Frisch Gepresst

Die Braut, die sich was traut

Nach sechs Jahren Pause kehren die newyorker Vorzeige-Hipster Vampire Weekend mit einem der am heißesten erwarteten Alben des Jahres zurück. Kann „Father of the Bride“ den enormen Erwartungen standhalten?
Vampire Weekend - Father of the Bride
Ezra Koenig - Frontmann von Vampire Weekend

Vampire Weekend haben sich einen besonderen Platz in der Musik-Szene gesichert. Was ihr Image und ihre Präsentation angeht, könnte die Band dem Klischee des Indie-Hipsters kaum mehr entsprechen. Vier Jungs mit geschniegeltem Auftreten, allesamt aus New York, ehemals Kunststudenten an einer Elite-Uni, die mit ihrer Musik schnell die Herzen eines jungen, urbanen Publikums eroberten.
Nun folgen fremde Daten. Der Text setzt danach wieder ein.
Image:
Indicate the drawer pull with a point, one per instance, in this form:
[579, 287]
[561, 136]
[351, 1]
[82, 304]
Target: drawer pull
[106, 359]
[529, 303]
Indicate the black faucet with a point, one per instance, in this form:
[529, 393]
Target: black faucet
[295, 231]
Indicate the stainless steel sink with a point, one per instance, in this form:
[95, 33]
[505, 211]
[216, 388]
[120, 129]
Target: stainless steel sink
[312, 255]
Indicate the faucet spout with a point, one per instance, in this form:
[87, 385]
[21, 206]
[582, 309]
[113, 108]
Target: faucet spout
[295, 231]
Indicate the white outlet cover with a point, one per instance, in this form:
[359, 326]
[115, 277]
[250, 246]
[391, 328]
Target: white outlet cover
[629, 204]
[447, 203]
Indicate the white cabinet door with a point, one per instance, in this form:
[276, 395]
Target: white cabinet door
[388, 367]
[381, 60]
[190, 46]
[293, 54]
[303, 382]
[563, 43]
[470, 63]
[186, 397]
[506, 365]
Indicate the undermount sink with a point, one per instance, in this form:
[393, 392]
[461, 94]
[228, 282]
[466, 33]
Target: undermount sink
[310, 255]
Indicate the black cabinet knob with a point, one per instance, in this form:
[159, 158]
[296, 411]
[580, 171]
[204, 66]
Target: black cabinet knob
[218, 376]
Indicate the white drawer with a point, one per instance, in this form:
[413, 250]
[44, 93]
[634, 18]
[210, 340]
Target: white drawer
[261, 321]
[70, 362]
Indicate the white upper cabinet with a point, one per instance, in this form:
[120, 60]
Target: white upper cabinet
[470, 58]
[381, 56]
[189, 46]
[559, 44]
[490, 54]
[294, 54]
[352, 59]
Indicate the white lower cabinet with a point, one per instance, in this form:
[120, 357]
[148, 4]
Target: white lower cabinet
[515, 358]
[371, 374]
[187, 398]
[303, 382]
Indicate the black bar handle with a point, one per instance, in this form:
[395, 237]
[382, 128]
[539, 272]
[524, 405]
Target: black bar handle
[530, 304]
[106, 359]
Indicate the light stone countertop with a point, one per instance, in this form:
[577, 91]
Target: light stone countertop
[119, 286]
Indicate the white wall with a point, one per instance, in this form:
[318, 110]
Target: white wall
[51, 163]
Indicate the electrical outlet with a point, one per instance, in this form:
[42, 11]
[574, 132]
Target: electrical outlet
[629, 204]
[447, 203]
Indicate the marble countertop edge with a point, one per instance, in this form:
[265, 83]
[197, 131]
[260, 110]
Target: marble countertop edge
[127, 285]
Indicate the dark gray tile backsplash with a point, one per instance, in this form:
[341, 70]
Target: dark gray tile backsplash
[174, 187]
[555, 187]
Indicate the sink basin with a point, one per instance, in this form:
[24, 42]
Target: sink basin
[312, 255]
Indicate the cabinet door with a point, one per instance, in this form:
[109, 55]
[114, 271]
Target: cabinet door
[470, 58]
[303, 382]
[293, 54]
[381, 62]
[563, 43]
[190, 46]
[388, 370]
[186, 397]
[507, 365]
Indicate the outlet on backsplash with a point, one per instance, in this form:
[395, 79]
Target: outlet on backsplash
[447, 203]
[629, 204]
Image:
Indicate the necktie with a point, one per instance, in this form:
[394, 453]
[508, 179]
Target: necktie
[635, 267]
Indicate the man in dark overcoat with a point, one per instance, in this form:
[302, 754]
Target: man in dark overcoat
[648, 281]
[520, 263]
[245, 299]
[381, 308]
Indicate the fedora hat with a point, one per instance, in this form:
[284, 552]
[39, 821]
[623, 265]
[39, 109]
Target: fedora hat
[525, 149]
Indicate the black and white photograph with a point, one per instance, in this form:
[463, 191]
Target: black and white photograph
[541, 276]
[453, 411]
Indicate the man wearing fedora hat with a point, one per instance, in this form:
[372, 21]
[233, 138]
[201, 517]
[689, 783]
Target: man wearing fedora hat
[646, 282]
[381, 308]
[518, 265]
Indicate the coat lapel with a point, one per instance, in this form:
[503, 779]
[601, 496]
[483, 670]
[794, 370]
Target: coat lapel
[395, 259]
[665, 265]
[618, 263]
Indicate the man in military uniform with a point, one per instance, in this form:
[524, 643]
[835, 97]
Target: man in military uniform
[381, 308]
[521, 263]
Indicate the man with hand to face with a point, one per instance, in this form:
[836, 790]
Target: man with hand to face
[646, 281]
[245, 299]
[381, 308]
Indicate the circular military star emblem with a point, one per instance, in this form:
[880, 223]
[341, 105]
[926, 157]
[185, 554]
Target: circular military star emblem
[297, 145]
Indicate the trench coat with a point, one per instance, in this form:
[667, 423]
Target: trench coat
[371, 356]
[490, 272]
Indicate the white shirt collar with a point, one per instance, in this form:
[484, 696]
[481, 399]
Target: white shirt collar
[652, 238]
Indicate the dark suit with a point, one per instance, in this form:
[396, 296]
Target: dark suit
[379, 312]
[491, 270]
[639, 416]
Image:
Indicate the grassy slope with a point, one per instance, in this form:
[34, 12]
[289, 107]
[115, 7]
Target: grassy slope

Mit ihrem gefeierten Debüt-Album schwammen sie 2008 auf dem hinteren Ende der Indierock-Welle der Nullerjahre mit und schufen mit „A-Punk“ einen der Vorzeige-Hits des Genres. Im Gegensatz zu anderen Bands ihrer Strömung schafften es Vampire Weekend jedoch, nicht von der Zeit überholt zu werden. Wo Strokes, Franz Ferdinand und Co. heute in erster Linie für ihre Fanbase spielen und mit neuen Alben kaum noch Aufmerksamkeit auf sich ziehen, gingen Vampire Weekend nicht an ihrem ursprünglichen Hype zugrunde, sondern schafften es dank beständiger musikalischer Weiterentwicklung, auch mit ihren nachfolgenden Alben relevant zu bleiben. Somit bestehen nach sechs Jahren Auszeit an das neue Werk der Gruppe große Erwartungen. Erwartungen, die „Father of the Bride“ vollends erfüllt!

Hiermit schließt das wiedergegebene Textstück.